Winona Coles, executive director of The Gloucester Institute, welcomed the group and thanked us for our courage to come and be a part of this conversation. Coles told us to “walk away with a greater understanding of race and our collective achievements.” She further stated, “We have made progress and I hope we can have an open and honest discussion … appreciate the importance of it, and embrace a willingness to share the experience with others.”
Our combined group received a talk from Dr. Carl Ellis, who serves as the provost’s professor of theology and culture and assistant to the chancellor at Reformed Theology Seminar. Ellis is also a board member of The Gloucester Institute. He is the author of several influential books from a Christian perspective on the systemic disadvantages faced by black Americans today. He quoted Zachariah 4:10: “Do not despise small beginnings.”
The day’s main event came at lunch. Heritage and Gloucester students were split into groups of six or seven, and dispersed into different rooms throughout Holly Knoll. Facilitated by both Heritage and Gloucester staff, the groups entered into dialogue about problems faced by disadvantaged groups in America. All who participated expressed positive feedback.
The small group conversations lasted about an hour before we gathered together into one large group to share what we had discussed. Students shared that they were able to agree that African-Americans face significant challenges compared to their white peers, and that young Americans have a responsibility to make changes to the systems they deem to be unjust.

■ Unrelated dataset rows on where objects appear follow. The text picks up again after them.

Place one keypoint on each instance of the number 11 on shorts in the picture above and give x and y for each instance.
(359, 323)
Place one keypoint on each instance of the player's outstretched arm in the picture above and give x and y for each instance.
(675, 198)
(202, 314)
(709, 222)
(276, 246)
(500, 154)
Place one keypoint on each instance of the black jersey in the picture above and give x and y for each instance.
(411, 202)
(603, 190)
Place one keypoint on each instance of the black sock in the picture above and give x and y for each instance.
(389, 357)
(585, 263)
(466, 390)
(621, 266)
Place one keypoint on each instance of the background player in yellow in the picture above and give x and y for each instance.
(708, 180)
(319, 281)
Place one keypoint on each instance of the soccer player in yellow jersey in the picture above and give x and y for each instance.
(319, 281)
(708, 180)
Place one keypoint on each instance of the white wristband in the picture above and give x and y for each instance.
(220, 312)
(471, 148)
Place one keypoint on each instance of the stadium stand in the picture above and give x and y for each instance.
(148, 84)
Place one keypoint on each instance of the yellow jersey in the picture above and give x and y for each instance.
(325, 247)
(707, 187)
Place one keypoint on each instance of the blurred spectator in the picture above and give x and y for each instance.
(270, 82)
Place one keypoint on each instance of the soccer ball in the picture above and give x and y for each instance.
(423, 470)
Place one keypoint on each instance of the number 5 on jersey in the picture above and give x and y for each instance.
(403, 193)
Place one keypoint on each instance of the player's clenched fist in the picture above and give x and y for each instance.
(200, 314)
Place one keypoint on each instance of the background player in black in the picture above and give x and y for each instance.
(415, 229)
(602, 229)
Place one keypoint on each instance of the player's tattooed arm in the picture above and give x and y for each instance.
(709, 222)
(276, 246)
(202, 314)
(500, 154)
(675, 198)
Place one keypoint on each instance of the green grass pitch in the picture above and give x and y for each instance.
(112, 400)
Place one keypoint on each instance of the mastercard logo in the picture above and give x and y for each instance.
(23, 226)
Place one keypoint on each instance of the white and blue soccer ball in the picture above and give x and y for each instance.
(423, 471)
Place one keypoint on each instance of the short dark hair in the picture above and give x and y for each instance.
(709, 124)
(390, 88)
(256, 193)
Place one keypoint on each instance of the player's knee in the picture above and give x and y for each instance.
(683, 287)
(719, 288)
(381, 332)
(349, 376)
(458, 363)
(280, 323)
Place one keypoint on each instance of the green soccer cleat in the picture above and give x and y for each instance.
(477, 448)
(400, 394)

The students also highlighted how much easier it was to have a conversation with someone with whom they may disagree when sitting directly across the table from them. This was instructive. If any change is to be made in our nation, if any healing is to be brought to the racial divisions in America, we must understand each other’s perspectives and experiences within the same America.
When asked if they would be interested in meeting again for an entire day or even for a weekend to discuss potential policy solutions and goals, the students from both groups were enthusiastically in favor.
The gathering was productive, even if uncomfortable at times. The mood was summed up well by one of the Gloucester-affiliated students, Briana Hudson: “People want to be secure and comfortable. We need to break out of that.”
There is no doubt that these conversations were not easy, but they expanded the worldviews and understandings of all those who attended. If American culture is ever to emerge from its current division, we must be willing to confront difference, accept disagreement, and above all, listen.
We must do this by living out the shared vision of both The Gloucester Institute and The Heritage Foundation. As Moton advocated, we must empower young people to become leaders and enact positive change in their communities. Young Leaders Program Director Helena Richardson said, “I believe there is a leader in every community.” Moton could not have agreed more.
Helena Richardson, director of the Young Leaders Program, reflected on the day: “You cannot visit Holly Knoll without leaving with a sense of awe and respect for the historical civil rights battles and dialogue in our country. More importantly, seeing young students from The Heritage Foundation and The Gloucester Institute engage in candid and thoughtful discussion about human dignity is a reminder that robust civil discourse is possible now as it was then.”
Within the conservative movement and beyond, as long as our young and emerging leaders can sit down and talk with one another, there is still hope for racial cooperation and unity in our country. The conversation between our groups lasted only a few hours, but everyone agreed that it was a powerful experience that gave them hope for the future.